1 Riassumi brevemente il contenuto del componimento.


2 Da quale evento sono accomunati la rondine e l’uomo?


3 In che senso la conclusione della poesia ci illumina sulla visione pascoliana dell’esistenza umana?

Analizzare

4 Quale figura retorica possiamo individuare nel- l’espressione restò negli aperti occhi un grido (v. 15)? Spiegane il significato.


5 Individua almeno due anafore e spiegane l’effetto sul piano semantico.


6 Il lessico della lirica è per lo più semplice e immediato. Ciò tuttavia non esclude il ricorso occasionale a un registro più elevato (per esempio gli aggettivi immobile, attonito, al v. 19, sembrano essere riprese manzoniane dalla prima strofa del Cinque maggio). Individua vocaboli e costrutti che rimandano a questo registro più letterario.


7 Sottolinea nel testo tutti i vocaboli e le espressioni che appartengono al campo semantico del «nido».


8 Analizza la sintassi del componimento. Trovi una prevalenza di asindeti o di polisindeti? Con quale effetto espressivo?


9 Completa la tabella, trovando i rimandi che ricorrono tra la prima e l’ultima strofa.


 Prima strofa

Ultima strofa

concavo cielo

 Cielo


 dall’alto dei mondi /sereni

gran pianto

 


 atomo opaco

sfavilla

 

10 Completa la tabella con i rimandi relativi alle strofe centrali.


 Seconda e terza strofa

Quarta e quinta strofa

Ritornava

 tornava

tetto

 

l’uccisero

 

aveva un insetto

 


 dono

quel verme

 


 casa romita

Interpretare

11 Perché, a tuo parere, al v. 13 la casa dei Pascoli viene detta nido?
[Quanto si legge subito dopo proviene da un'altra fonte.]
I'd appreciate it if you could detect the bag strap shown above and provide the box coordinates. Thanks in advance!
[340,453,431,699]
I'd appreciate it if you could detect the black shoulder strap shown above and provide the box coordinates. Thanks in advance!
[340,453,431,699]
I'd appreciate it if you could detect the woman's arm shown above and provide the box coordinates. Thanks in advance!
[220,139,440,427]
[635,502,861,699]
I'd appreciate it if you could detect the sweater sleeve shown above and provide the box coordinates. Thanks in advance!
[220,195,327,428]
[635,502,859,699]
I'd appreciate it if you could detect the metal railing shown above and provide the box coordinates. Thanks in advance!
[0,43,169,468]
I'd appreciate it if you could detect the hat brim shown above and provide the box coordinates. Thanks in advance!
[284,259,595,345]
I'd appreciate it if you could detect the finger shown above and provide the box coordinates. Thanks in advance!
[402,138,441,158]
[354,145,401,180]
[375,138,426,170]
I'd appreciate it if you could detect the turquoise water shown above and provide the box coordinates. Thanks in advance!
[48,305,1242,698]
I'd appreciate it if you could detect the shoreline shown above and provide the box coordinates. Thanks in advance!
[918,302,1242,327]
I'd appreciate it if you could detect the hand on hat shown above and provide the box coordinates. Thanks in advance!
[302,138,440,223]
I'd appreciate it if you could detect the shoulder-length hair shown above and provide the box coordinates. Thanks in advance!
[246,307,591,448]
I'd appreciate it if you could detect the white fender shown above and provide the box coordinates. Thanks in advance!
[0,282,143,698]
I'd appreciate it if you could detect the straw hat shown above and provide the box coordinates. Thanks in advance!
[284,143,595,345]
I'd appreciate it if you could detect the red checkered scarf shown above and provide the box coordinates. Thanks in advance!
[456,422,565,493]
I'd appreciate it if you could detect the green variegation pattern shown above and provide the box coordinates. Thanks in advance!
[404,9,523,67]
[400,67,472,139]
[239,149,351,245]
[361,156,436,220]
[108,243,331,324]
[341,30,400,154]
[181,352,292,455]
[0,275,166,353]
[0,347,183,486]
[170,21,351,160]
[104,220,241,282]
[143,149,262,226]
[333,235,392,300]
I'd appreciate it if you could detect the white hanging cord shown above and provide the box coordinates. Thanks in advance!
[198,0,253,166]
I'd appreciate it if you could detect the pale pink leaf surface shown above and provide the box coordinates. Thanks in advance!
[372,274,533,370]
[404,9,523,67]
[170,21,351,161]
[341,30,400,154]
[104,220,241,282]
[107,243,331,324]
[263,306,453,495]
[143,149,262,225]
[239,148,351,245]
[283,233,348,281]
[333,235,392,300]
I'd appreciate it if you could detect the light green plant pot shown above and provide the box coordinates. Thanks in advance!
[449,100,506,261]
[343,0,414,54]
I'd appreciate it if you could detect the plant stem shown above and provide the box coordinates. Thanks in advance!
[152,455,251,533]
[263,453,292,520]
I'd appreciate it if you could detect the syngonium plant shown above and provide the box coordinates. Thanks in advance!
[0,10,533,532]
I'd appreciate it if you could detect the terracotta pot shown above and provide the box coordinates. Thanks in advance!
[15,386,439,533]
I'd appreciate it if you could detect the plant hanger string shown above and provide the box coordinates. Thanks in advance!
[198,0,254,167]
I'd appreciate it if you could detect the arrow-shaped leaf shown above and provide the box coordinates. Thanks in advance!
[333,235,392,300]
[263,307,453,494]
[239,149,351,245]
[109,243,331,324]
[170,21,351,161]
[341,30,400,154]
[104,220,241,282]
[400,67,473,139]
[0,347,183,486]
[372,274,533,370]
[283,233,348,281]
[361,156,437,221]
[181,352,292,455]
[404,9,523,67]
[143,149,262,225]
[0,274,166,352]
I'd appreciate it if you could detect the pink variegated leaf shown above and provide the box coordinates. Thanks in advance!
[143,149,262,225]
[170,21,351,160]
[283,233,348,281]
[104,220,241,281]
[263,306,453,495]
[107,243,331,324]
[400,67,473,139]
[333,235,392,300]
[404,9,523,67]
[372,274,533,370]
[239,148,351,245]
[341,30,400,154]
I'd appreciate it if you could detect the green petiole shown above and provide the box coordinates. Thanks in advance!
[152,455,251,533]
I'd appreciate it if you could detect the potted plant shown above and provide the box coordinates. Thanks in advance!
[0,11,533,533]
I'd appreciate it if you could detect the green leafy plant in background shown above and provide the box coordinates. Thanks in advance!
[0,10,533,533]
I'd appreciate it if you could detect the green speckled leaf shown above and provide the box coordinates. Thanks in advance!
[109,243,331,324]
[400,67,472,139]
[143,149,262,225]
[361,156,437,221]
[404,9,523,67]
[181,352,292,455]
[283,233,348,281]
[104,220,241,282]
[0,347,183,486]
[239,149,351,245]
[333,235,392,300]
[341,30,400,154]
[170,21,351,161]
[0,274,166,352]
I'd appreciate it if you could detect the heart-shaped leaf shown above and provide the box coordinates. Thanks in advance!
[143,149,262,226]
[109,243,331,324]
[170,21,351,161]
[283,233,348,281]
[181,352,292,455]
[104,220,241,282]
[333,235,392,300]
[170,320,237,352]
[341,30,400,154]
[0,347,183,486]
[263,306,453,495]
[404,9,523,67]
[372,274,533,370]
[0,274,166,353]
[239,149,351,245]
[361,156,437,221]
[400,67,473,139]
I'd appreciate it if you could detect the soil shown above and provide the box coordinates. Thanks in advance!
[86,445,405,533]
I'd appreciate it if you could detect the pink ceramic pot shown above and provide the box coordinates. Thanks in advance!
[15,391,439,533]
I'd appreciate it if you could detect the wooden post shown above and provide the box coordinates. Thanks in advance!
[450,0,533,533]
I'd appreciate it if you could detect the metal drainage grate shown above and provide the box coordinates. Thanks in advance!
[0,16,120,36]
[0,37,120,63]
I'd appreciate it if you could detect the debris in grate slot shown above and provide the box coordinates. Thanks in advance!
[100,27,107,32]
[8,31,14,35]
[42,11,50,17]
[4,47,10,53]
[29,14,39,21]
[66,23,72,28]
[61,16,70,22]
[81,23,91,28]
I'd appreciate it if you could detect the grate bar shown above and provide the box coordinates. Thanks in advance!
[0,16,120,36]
12 Quale immagine del «nido» pascoliano emerge complessivamente da questa lirica?

Dibattito in classe

13 In questo componimento Pascoli definisce la terra atomo opaco del Male (v. 24): ti sembra che questa visione pessimistica sia confermata anche dagli altri testi che hai letto? Discutine con i tuoi compagni.